The CEL experience is facilitated by Momentum, a disability organization that empowers children and adults with disabilities through community partnerships, services, and advocacy. Students are paired with an adult recipient of Momentum services — their “learning leader” — as well as meeting with a panel of adults with disabilities to learn more about the lived experiences of being disabled in Los Angeles and ways in which care work falls short. “We talk in class about issues such as access to reproductive healthcare for people with disabilities, or being able to obtain various levels of care for their children and themselves as they enter into parenting,” Clark says. “More than just the theoretical understanding you get from a lecture, it’s so important to see things through the eyes of an individual.”
As part of the CEL practicum, the students develop a project in collaboration with a person with disabilities. One student worked with a woman with cerebral palsy to create several episodes of a video food blog showing ways to overcome fine motor challenges through certain recipes and approaches to cooking. Another advocated for a woman who hadn’t had a pelvic exam in 12 years because of problems with accessible exam tables and the lack of knowledgeable providers. The student’s efforts continued well after the class ended, and when she ultimately helped her learning leader find an appropriate provider, the student accompanied her to the appointment.

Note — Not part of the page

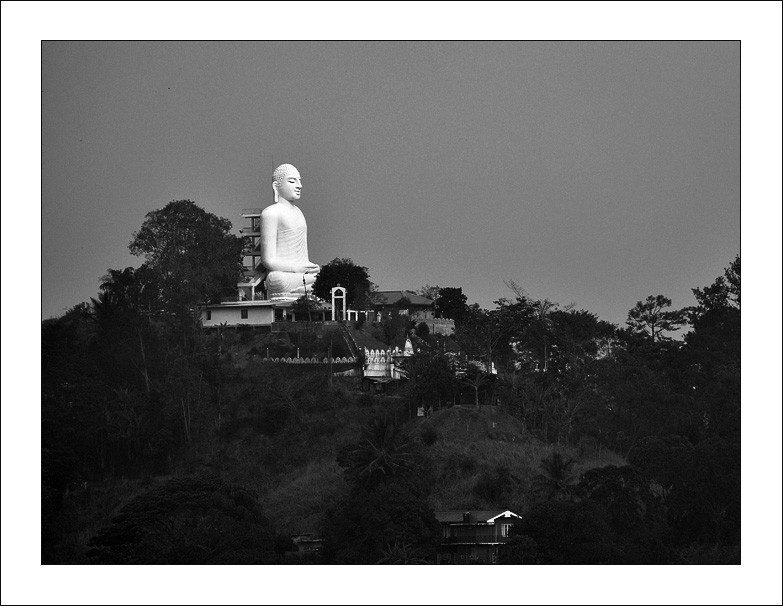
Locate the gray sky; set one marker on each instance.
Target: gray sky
(591, 172)
(594, 172)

Clark is part of another community-engaged project as the first recipient of the Judy Heumann Award through the UCLA Disabilities Studies program. The award aims to amplify disability justice and challenge ableism on campus through a community partnership. It is named after the late disability rights activist and icon for the movement, whom Clark was instrumental in bringing to UCLA as the Regents Lecturer in 2021. With the award, Clark is working in partnership with Keris Myrick, host of the “Unapologetically Black Unicorns” podcast, to screen the film Unseen on campus, depicting chasms in care for people with disabilities.
In preparing future nurses to best serve patients with disabilities, Clark feels strongly that learning both in and from the community is essential to understanding the challenges they bring to the healthcare setting.
“Many of our students have had very limited exposure to people with disabilities before the class, and they are often incredibly nervous the first time they meet an adult with a disability,” Clark says. “They keep journals throughout the community-engaged experience, and it’s not uncommon for them to reflect at the end and marvel at how much they’ve grown. They realize that this is a person with many similarities to them, and express that they now fully understand the humanity of that individual in a way they didn’t before.”